Wednesday, August 21, 2013

Passage à l'acte By Martin Arnold

Wikipedia says:

Martin Arnold (born 1959 in Vienna, Austria) is an experimental filmmaker known for his obsessive reworkings of found footage. He is also a founding member of the Austrian film distributor Sixpack Film. Arnold studied psychology and art history at the University of Vienna. He has taught filmmaking at the University of Wisconsin–Milwaukee, the San Francisco Art Institute, the Academy of Fine Arts in Frankfurt, the Kansas City Art Institute, Bard College, and at SUNY Binghamton. His films are distributed by Canyon Cinema in the United States and by Sixpack Film in Austria.

Arnold's films are intensely cut sequences in which several seconds of found footage are taken and stretched out into much longer works. The figures on the screen flip back and forth between frames, as the motion is repeated, reversed, and numerous single frame cuts are made. His intent is to create, or possibly unearth, narratives concealed within the mundane films from which he samples. Passage à l'acte (1993) uses several seconds of the film To Kill a Mockingbird to create a bizarre story of aggression and tension within a traditional American family.
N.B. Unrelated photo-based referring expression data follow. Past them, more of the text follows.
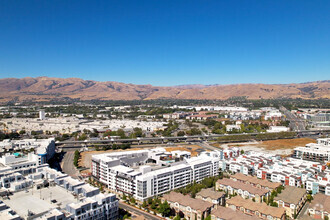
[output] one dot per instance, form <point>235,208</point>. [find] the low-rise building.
<point>246,191</point>
<point>292,199</point>
<point>320,207</point>
<point>212,196</point>
<point>188,207</point>
<point>225,213</point>
<point>254,181</point>
<point>260,210</point>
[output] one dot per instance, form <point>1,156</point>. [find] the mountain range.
<point>47,89</point>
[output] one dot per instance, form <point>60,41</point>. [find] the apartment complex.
<point>147,173</point>
<point>54,195</point>
<point>319,152</point>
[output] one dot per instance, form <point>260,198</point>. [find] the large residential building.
<point>51,195</point>
<point>147,173</point>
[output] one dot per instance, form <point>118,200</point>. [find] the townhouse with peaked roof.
<point>254,181</point>
<point>320,207</point>
<point>292,199</point>
<point>246,191</point>
<point>212,196</point>
<point>260,210</point>
<point>188,207</point>
<point>226,213</point>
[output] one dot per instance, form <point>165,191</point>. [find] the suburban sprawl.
<point>165,161</point>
Martin Arnold is representative of the generations of artists making the transition between experimental film and video art. Pieces such as Passage à l'acte (1993) were composed on film, with Arnold writing an edit decision list (EDL) for a film editor, who then recreated the choppy and intense works from the found source material. In the mid-1990s, Arnold was given access to an Avid digital editing machine, which allowed him to work directly with the footage and cut it into the intensely repetitive sequences himself. His first digitally cut project, Alone: Life Wastes Andy Hardy (1998), made use of footage of Mickey Rooney's character Andy Hardy from the popular film series.

5 comments:

Matt said...

So this is what an acid trip feels like. Wow.

Jay said...

By most accounts, on a large movie screen - as opposed to a shitty 560x340 YouTube media file - it's hypnotic.

Joe said...

Sounds like a Krautrock record.

Eric said...

Did you guys seriously last through the whole thing? I think a big screen would have sent me running even before the 1:50 mark, which was about all I could take.

Jay said...

I made it most of the way. The whole thing is actually about 12 minutes.